Summary

When fee-on-transfer tokens are used, discrepancies arise between the amount sent by the seller and the amount received by the Escrow contract due to the token's transfer taxes. Consequently, the seller will not receive the intended amount, and an additional fee will be incurred when transferring the funds from the Escrow contract to the seller.

In the Proof of Concept, Alice wants to pay $10,000 for an audit, and Bob agrees to perform the audit. They use USDT, a fee-on-transfer token with a 1% fee. When Alice transfers 10,000 USDT to the Escrow contract, only 9,900 USDT is received due to the fee. After the audit, when Alice calls the confirmReceipt() function, the contract's balance of 9,900 USDT, along with the fee, results in Bob receiving 9,801 USDT, about $200 less than expected.

The recommended mitigation involves modifying the EscrowFactory contract to ensure that sufficient tokens are sent to cover the transfer fee. The Escrow contract should then send the price number of tokens to the contract, returning any remaining tokens to the buyer.

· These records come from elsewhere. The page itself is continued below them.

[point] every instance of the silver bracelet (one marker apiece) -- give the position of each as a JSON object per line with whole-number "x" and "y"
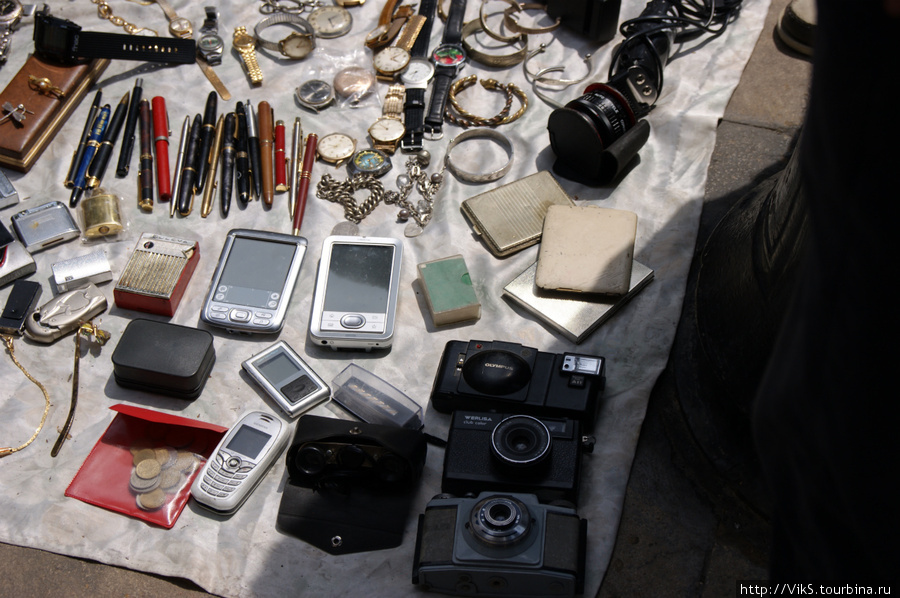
{"x": 479, "y": 133}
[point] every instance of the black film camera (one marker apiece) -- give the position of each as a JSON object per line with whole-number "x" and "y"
{"x": 498, "y": 545}
{"x": 514, "y": 453}
{"x": 482, "y": 375}
{"x": 338, "y": 453}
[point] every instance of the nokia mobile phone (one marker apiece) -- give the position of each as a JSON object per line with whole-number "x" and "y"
{"x": 253, "y": 281}
{"x": 240, "y": 462}
{"x": 287, "y": 379}
{"x": 356, "y": 293}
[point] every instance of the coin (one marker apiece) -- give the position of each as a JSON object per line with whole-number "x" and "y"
{"x": 147, "y": 469}
{"x": 151, "y": 500}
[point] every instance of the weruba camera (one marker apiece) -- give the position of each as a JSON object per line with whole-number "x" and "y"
{"x": 514, "y": 453}
{"x": 327, "y": 452}
{"x": 481, "y": 375}
{"x": 500, "y": 545}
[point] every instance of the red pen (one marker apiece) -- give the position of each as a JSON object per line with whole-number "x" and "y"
{"x": 161, "y": 143}
{"x": 309, "y": 157}
{"x": 280, "y": 158}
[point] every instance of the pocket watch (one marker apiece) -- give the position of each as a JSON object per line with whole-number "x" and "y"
{"x": 330, "y": 21}
{"x": 336, "y": 148}
{"x": 315, "y": 94}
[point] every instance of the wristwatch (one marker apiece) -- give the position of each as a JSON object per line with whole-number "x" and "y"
{"x": 387, "y": 131}
{"x": 178, "y": 26}
{"x": 369, "y": 161}
{"x": 336, "y": 148}
{"x": 295, "y": 46}
{"x": 449, "y": 58}
{"x": 210, "y": 44}
{"x": 315, "y": 94}
{"x": 245, "y": 44}
{"x": 415, "y": 78}
{"x": 330, "y": 21}
{"x": 391, "y": 61}
{"x": 11, "y": 12}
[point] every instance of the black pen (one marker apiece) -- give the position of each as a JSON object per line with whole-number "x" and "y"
{"x": 227, "y": 180}
{"x": 207, "y": 133}
{"x": 130, "y": 125}
{"x": 253, "y": 149}
{"x": 85, "y": 136}
{"x": 104, "y": 152}
{"x": 189, "y": 172}
{"x": 241, "y": 157}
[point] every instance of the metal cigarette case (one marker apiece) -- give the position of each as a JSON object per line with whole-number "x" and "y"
{"x": 80, "y": 271}
{"x": 157, "y": 274}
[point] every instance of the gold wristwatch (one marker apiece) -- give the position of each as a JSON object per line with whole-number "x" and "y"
{"x": 387, "y": 131}
{"x": 245, "y": 44}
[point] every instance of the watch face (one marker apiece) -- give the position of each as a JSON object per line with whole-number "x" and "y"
{"x": 387, "y": 130}
{"x": 336, "y": 147}
{"x": 370, "y": 161}
{"x": 448, "y": 55}
{"x": 315, "y": 94}
{"x": 391, "y": 60}
{"x": 330, "y": 21}
{"x": 354, "y": 83}
{"x": 181, "y": 27}
{"x": 419, "y": 72}
{"x": 297, "y": 45}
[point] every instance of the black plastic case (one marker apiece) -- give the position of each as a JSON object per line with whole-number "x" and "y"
{"x": 164, "y": 358}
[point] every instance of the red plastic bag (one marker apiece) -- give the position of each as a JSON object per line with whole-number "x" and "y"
{"x": 144, "y": 464}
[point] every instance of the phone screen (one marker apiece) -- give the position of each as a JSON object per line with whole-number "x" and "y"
{"x": 359, "y": 278}
{"x": 255, "y": 270}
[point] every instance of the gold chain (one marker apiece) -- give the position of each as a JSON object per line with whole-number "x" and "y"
{"x": 104, "y": 11}
{"x": 8, "y": 340}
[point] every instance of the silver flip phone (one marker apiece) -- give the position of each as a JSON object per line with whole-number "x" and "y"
{"x": 356, "y": 293}
{"x": 253, "y": 282}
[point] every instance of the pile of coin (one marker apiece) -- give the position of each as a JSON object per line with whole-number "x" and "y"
{"x": 159, "y": 473}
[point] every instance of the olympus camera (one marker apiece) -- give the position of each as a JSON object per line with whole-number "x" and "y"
{"x": 499, "y": 545}
{"x": 514, "y": 453}
{"x": 482, "y": 375}
{"x": 327, "y": 452}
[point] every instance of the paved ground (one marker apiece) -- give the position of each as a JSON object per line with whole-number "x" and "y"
{"x": 686, "y": 530}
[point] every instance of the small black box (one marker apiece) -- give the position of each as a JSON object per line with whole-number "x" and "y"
{"x": 164, "y": 358}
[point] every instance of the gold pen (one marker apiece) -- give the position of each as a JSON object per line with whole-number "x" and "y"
{"x": 206, "y": 205}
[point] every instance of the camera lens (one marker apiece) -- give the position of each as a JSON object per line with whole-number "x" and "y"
{"x": 311, "y": 459}
{"x": 392, "y": 468}
{"x": 521, "y": 441}
{"x": 499, "y": 520}
{"x": 351, "y": 457}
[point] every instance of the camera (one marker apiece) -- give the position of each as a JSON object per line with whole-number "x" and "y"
{"x": 327, "y": 452}
{"x": 498, "y": 545}
{"x": 481, "y": 375}
{"x": 514, "y": 453}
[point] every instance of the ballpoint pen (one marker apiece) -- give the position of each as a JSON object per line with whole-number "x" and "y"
{"x": 97, "y": 130}
{"x": 213, "y": 161}
{"x": 266, "y": 138}
{"x": 179, "y": 163}
{"x": 130, "y": 124}
{"x": 280, "y": 158}
{"x": 206, "y": 138}
{"x": 227, "y": 181}
{"x": 145, "y": 174}
{"x": 309, "y": 158}
{"x": 161, "y": 144}
{"x": 101, "y": 159}
{"x": 253, "y": 150}
{"x": 186, "y": 187}
{"x": 85, "y": 135}
{"x": 241, "y": 156}
{"x": 296, "y": 156}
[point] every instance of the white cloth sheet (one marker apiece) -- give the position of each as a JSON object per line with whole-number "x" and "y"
{"x": 245, "y": 555}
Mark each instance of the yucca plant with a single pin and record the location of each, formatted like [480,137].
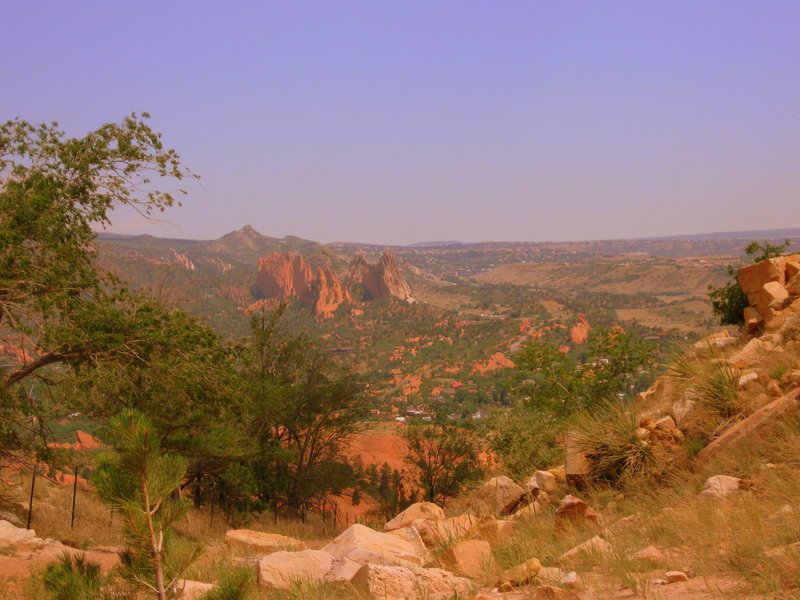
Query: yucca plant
[73,577]
[708,380]
[607,435]
[141,482]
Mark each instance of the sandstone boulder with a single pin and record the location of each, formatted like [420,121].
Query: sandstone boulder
[261,541]
[720,486]
[541,480]
[492,530]
[753,277]
[402,583]
[498,496]
[596,546]
[280,570]
[412,536]
[574,511]
[192,590]
[419,510]
[469,558]
[751,428]
[17,536]
[364,545]
[750,355]
[549,592]
[444,531]
[522,573]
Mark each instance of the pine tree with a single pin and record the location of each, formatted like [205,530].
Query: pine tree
[141,482]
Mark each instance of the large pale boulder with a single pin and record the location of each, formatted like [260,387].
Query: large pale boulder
[192,590]
[596,546]
[574,511]
[402,583]
[17,536]
[280,569]
[753,277]
[419,510]
[261,541]
[364,545]
[543,481]
[522,573]
[470,558]
[721,486]
[751,354]
[498,496]
[772,295]
[412,536]
[492,530]
[444,531]
[751,428]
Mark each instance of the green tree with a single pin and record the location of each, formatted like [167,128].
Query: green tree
[728,301]
[54,191]
[443,459]
[304,407]
[141,482]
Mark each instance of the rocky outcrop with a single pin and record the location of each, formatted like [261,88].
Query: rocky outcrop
[248,539]
[380,280]
[770,285]
[290,276]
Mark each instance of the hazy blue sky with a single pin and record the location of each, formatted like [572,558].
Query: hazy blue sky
[398,122]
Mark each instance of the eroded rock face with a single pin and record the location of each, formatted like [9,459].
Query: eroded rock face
[261,541]
[418,510]
[402,583]
[498,496]
[381,279]
[280,570]
[363,545]
[290,276]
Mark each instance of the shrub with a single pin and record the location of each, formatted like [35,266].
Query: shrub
[607,435]
[73,577]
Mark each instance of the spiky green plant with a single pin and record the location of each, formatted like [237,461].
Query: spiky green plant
[607,435]
[73,577]
[707,379]
[141,482]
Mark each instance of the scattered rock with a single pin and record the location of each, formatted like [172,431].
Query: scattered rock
[522,573]
[665,424]
[750,355]
[541,480]
[747,378]
[261,541]
[773,389]
[18,536]
[12,518]
[596,546]
[280,569]
[470,558]
[403,583]
[493,530]
[720,486]
[675,576]
[364,545]
[192,590]
[574,511]
[418,510]
[549,592]
[498,496]
[749,429]
[444,531]
[650,554]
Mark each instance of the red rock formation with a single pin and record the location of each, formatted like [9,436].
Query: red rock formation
[287,276]
[580,331]
[382,279]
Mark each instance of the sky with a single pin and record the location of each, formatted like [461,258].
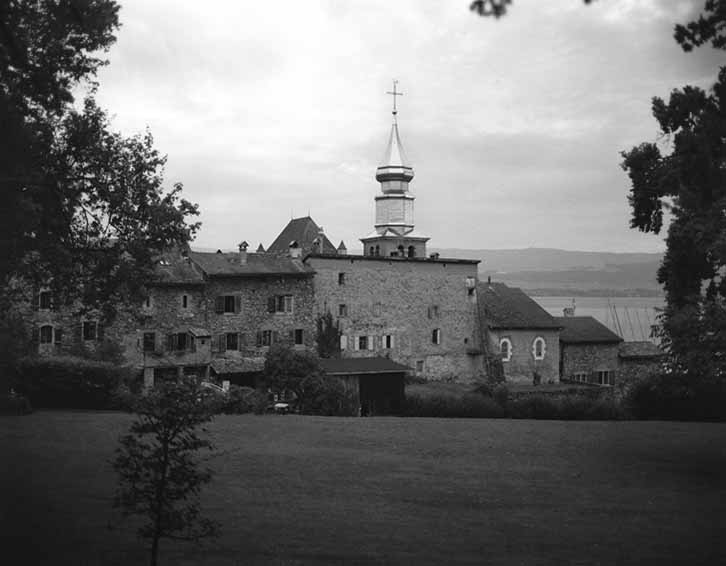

In summary, the proposed mitigation aims to address the discrepancies caused by fee-on-transfer tokens, ensuring that the seller receives the intended amount and accounting for the transfer fee in the EscrowFactory contract.

Vulnerability Details

The EscrowFactory contract assumes that all ERC20 contracts send all token amounts to the destination. However, fee-on-transfer tokens (for example those with transfer taxes) behave differently. The amount of tokens sent by the sender is not the same as the amount of tokens received by the destination. If this type of token is used, the seller will not receive the intended amount because there will be discrepancies between the sent amount by the seller and the received amount by the Escrow contract. Also, there would be a fee when the amount is sent from the Escrow contract to the seller.

Impact

Consider Alice wants to pay $10,000 for an audit, and Bob decides to audit for Alice. Also, consider they are using USDT which is a fee-on-transfer token, and it takes 1% of the transfer amount as the fee.

Alice creates the Escrow contract and transfers 10,000 USDT to the contract; however, 0.99 * 10,000 = 9,900 USDT will be sent to the contract. Then, after finishing the audit, Alice calls confirmReceipt() function, and the balance of the Escrow contract will be transferred to Bob. The balance of the contract is 9,900 and the fee is 1%, so 9,900 * 0.99 = 9,801 USDT will be received by Bob.

In this case, we can see that Bob received about $200 less than the expected income.

Tools Used

Manual Review

Recommendations

In the EscrowFactory contract, send the amount of tokens more than the price and make sure that they can cover the fee of the transfer. Then, in the Escrow contract, send the i_price number of tokens to the and return the remainings to the buyer.